As another embodiment of the present disclosure, a power receiving device (3d, 3e, 3f, 3g) is provided that is supplied with power contactlessly from a power transmitting device (2) and is mounted on a moving body (10). This power receiving device is composed of a plurality of first parts (65) and includes a power receiving antenna section (35d), and each of the plurality of first parts is positioned to avoid a deformation point that is a part of the moving body that is subject to deformation.

In this form of power receiving device, the power receiving antenna unit is composed of a plurality of first parts, and each of the plurality of first parts is positioned to avoid the deformed portion of the moving body. This makes it possible to suppress damage to the power receiving antenna unit due to deformation of the moving body, compared to a configuration in which the power receiving antenna unit is positioned at the deformed portion.
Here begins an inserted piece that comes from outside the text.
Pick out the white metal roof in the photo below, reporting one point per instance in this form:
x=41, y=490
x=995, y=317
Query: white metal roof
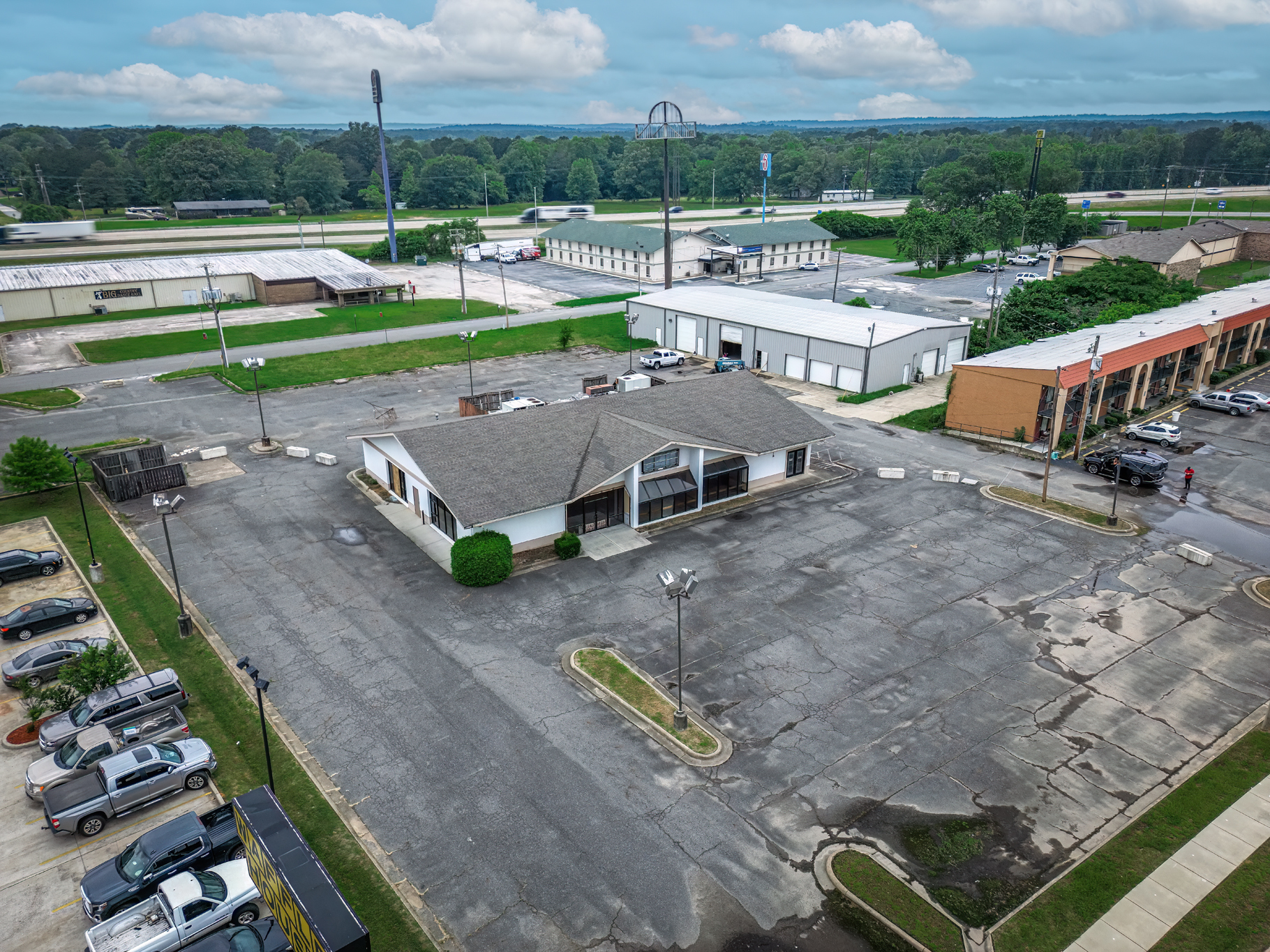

1 is a block diagram showing a schematic configuration of a contactless power supply system according to a first embodiment of the present disclosure. FIG. 2 is a perspective view of the AGV according to the first embodiment, as viewed from below. 5 is an explanatory diagram illustrating a schematic diagram of a power receiving antenna section when the AGV in the first embodiment descends a step. FIG. 13 is an explanatory diagram illustrating a power receiving device when the AGV in the second embodiment descends a step; FIG. 13 is a schematic explanatory diagram of the power receiving device when the AGV in the third embodiment descends a step; FIG. 13 is a schematic explanatory diagram of the power receiving device when the AGV in the fourth embodiment descends a step; FIG. 13 is an explanatory diagram illustrating a schematic diagram of a power receiving antenna section when an AGV in a fifth embodiment descends a step. FIG. 13 is a schematic explanatory diagram of the power receiving device when the AGV in the sixth embodiment descends a step; FIG. 13 is a schematic explanatory diagram of the power receiving device when the AGV in the seventh embodiment descends a step; FIG. 13 is a schematic explanatory diagram of the power receiving device when the AGV in the eighth embodiment descends a step. FIG. 13 is an explanatory diagram of a power receiving antenna section according to another embodiment. FIG.

A. First embodiment:
A1. Configuration of the wireless power supply system:
1, the contactless power supply system 1 includes a power transmission device 2 provided on a road 4 and a power receiving device 3 provided on the side of an AGV (Automatic Guided Vehicle, AGV) 10. The contactless power supply system 1 is a system that can wirelessly supply power from the power transmission device 2 to the AGV 10 while the AGV 10 is traveling or stopped.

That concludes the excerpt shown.